# Socket AM3 News



## johnsonwk2 (Apr 8, 2008)

I hope this is not a repost but if it is then I apologize.

Wanted to start a thread about news for the upcomming Socket AM3 processors from AMD. I've found it to be kind of difficult to find too much about them so I wanted to see what others came up with and what everyone thinks.

Here is one article I did find with a little information. http://www.bit-tech.net/news/2007/07/20/amd_socket_am3_processors_to_work_in_am2_boards/1

It's hard to say until they release how they will match up with Intel, but I do have high hopes for them. The AM2+ Phenom was kind of a tease because it was an improvement but not near what they should have out.

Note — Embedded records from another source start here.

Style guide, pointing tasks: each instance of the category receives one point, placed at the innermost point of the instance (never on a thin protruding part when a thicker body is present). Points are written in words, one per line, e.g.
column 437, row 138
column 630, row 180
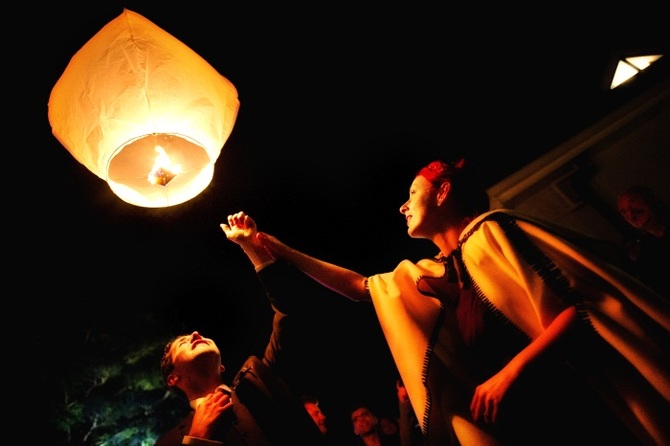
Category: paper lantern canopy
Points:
column 143, row 112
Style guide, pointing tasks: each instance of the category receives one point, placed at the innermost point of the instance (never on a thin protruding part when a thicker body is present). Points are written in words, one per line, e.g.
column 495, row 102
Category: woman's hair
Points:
column 467, row 187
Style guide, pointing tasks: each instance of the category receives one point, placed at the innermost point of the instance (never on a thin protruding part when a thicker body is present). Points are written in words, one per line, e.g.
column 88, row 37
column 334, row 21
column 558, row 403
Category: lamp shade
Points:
column 143, row 112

Please post up any links you find about this topic and feal free to comment. My only request is that we remain bias because I honestly can't stand Intel OR AMD fan boys any more than Nvidia or ATI fanboys.


----------



## matthew0155 (Jan 14, 2008)

i think that the are rushing it out, i mean if this cant compete with intel in my opinion thats it for them there screwed. They need to really lock it up and beat intel and get some loyalty back. Then intel will just make something better still, and hopefully it will continue this way it would be good for us the consumers.


----------



## johnsonwk2 (Apr 8, 2008)

I agree that I believe they are rushing it, but I really think that they need to at this point. Intel has had their quad cores out way to long for AMD not to have theirs. Intel is always a step ahead and always will be, but AMD still brings other things to the table.


----------



## matthew0155 (Jan 14, 2008)

I dont believe that they ALWAYS will be, to be honest i hope they get the upper hand on intel to make more money devolop faster, get back to the top. Your right they do need to have some quad cores out also.


----------



## Old Rich (Jan 17, 2003)

Don't forget that if it was not for AMD, we would all be paying $600 for a 500mHz processor


----------



## johnsonwk2 (Apr 8, 2008)

simpswr said:


> Don't forget that if it was not for AMD, we would all be paying $600 for a 500mHz processor


This is absolutly true, and is also one of the reasons I support there products as often as I can.


----------